AYDINLIK TÜRKİYE'NİN HABERCİSİ
Albaraka Türk

K R O N İ K  M E D Y A
İmam-hatip meselesinde 'sosyoloji'yi gözetenler, gözetmeyenler…

İmam-hatip okulları konusunda, İsmet Berkan'ın ana-babaların çocuklarına din eğitimi aldırmasını meşru bir hak kabul ederek önerdiği "ara çözüm"ü hatırlıyorsunuzdur… Özetle, "… İlköğretim okullarının mesela 6. sınıfından başlayarak ve lise eğitimi boyunca da devam eden seçmeli Kuran ve namaz dersleri" uygulamasına paralel olarak imam hatip okullarının sayısının azaltılmasından ibaret bir çözüm…

Kronik Medya'da, anayasasında "laik" olduğu yazan bir devletin, bu ilke ile tutarlı kalınacaksa, böyle bir uygulamaya gitmesinin imkânsız olduğunu söylemiş, kendi önerimizi de şöyle özetlemiştik: "(…) Eğer yeni bir 'model' oluşturulacaksa, bunun yolu her şeyden önce, imam hatipleri 'devlet okulu' statüsünün dışına çıkarmaktan geçmektedir. Bu çerçevede yapılması gereken, imam hatip liselerine süratle birer 'özel okul' statüsü vermek ve bu okulların bugün olduğu gibi eğitim / öğretim faaliyetlerine devam etmesini sağlamaktır."
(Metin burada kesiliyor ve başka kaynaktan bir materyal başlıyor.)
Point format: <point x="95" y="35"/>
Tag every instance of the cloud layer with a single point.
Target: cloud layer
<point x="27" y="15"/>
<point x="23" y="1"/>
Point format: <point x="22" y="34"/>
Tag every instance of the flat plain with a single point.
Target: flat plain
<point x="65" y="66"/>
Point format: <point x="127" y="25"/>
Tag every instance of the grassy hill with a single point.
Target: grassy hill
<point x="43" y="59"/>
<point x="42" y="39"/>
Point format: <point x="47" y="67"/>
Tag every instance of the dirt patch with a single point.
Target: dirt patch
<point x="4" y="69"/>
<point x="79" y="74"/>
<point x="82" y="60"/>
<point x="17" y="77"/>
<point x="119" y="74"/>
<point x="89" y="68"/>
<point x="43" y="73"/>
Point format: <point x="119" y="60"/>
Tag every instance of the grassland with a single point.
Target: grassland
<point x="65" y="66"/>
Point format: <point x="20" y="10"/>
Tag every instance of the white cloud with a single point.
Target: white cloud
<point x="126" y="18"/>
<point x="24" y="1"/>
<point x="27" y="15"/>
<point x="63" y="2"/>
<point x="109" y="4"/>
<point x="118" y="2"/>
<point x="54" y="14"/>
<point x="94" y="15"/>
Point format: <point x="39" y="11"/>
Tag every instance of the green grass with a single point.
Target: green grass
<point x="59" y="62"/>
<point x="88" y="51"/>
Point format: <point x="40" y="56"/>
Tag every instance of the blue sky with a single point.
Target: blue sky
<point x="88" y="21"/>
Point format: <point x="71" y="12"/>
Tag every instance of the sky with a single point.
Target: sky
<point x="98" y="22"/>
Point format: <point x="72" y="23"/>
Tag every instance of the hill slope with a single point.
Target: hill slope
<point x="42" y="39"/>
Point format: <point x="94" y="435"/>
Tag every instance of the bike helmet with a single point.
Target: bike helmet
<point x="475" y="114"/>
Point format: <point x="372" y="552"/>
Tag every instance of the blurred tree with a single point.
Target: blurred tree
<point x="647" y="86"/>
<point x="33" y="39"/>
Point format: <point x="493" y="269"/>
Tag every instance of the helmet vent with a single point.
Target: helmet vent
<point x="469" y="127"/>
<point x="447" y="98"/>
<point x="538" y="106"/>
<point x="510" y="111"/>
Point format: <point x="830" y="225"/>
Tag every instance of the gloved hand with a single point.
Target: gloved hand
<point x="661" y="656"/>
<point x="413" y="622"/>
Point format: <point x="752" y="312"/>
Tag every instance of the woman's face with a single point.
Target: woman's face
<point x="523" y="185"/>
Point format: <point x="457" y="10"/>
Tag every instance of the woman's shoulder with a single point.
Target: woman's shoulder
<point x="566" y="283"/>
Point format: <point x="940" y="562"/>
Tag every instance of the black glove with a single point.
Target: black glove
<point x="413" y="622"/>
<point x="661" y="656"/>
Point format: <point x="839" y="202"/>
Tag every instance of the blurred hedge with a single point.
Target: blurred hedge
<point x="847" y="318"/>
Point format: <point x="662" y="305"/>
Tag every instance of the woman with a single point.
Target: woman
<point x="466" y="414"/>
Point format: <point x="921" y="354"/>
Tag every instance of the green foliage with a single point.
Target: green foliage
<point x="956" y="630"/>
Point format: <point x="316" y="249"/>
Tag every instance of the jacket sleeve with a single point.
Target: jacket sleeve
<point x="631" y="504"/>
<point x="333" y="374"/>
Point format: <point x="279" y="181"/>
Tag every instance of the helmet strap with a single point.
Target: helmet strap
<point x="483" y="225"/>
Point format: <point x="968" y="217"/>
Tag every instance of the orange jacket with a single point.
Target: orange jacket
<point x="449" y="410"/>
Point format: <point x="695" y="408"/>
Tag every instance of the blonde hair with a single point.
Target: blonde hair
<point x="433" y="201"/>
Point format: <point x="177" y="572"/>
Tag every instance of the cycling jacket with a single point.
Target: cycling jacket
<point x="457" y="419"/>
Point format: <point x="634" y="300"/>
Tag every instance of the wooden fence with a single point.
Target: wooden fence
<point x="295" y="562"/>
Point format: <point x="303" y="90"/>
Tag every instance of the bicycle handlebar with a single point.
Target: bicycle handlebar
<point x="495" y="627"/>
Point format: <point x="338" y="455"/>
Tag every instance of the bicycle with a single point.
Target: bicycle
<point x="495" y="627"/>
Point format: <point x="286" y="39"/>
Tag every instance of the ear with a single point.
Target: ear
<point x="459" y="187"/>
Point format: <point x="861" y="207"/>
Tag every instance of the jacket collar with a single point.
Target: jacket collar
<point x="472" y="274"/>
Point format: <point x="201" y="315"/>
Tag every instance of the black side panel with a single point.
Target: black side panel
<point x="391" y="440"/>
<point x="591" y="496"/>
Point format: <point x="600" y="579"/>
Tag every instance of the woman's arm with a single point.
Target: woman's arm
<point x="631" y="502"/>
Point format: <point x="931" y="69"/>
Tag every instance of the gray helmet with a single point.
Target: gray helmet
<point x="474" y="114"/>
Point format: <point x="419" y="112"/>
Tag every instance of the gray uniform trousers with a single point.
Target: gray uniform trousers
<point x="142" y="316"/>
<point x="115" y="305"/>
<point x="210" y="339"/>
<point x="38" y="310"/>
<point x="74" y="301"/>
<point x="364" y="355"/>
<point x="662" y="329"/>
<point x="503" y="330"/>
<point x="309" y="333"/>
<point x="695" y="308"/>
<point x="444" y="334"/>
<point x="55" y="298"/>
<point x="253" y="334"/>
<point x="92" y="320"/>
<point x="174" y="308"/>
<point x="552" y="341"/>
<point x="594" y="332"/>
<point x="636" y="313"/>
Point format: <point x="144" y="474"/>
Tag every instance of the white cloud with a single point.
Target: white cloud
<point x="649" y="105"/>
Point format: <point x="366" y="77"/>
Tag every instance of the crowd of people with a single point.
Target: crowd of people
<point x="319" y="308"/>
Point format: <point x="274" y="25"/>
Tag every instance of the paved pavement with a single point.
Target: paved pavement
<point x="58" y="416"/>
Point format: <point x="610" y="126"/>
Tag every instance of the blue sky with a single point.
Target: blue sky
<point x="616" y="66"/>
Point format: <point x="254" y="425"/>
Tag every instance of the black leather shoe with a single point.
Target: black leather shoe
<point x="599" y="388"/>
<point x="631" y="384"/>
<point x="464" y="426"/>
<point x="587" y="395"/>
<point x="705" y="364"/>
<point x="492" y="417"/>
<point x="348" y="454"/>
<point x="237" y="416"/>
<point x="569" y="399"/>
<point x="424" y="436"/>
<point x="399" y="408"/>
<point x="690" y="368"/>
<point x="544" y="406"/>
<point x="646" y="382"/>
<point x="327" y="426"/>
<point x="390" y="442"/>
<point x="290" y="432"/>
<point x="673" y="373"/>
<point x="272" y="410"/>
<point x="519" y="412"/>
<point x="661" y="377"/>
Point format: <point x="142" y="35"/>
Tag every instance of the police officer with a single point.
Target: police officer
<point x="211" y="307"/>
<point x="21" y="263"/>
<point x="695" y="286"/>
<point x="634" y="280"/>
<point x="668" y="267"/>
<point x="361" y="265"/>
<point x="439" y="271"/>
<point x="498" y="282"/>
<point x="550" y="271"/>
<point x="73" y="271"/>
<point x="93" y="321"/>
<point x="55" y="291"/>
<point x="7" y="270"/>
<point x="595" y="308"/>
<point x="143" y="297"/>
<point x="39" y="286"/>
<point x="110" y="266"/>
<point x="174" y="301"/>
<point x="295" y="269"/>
Berkan'ı eleştirdik ama, onun hiç değilse ana-babaların çocuklarına din eğitimi (de) verme hakkını meşru bir hak olarak gören, yani işin "sosyoloji"sini de hesaba katan bir yaklaşımı var.

Milliyet yazarı Hasan Cemal'in de benzer bir yaklaşımı var. Cemal, "İmam hatipler…" başlıklı makalesinde (15 Ekim) şöyle yazdı:

"İmam hatipler meslek okulu mu? Yasaya göre meslek okulu olmaları gerekiyor. Ama pratikte meslek okulu değiller. Bu okullara imam veya hatip olmak için gidenler uzun yıllardır azınlığı oluşturuyor. Peki, bu okullar niye var? Din eğitim almak için. Çocuklarının yeterli din eğitim almasını, dindar olmasını, dindar yetişmesini isteyen ana-babalar tercih ediyor bu okulları. Ya da muhafazakâr aileler, genel liselere gore imam hatip okullarını kendi ahlak anlayışlarına daha uygun görüyorlar.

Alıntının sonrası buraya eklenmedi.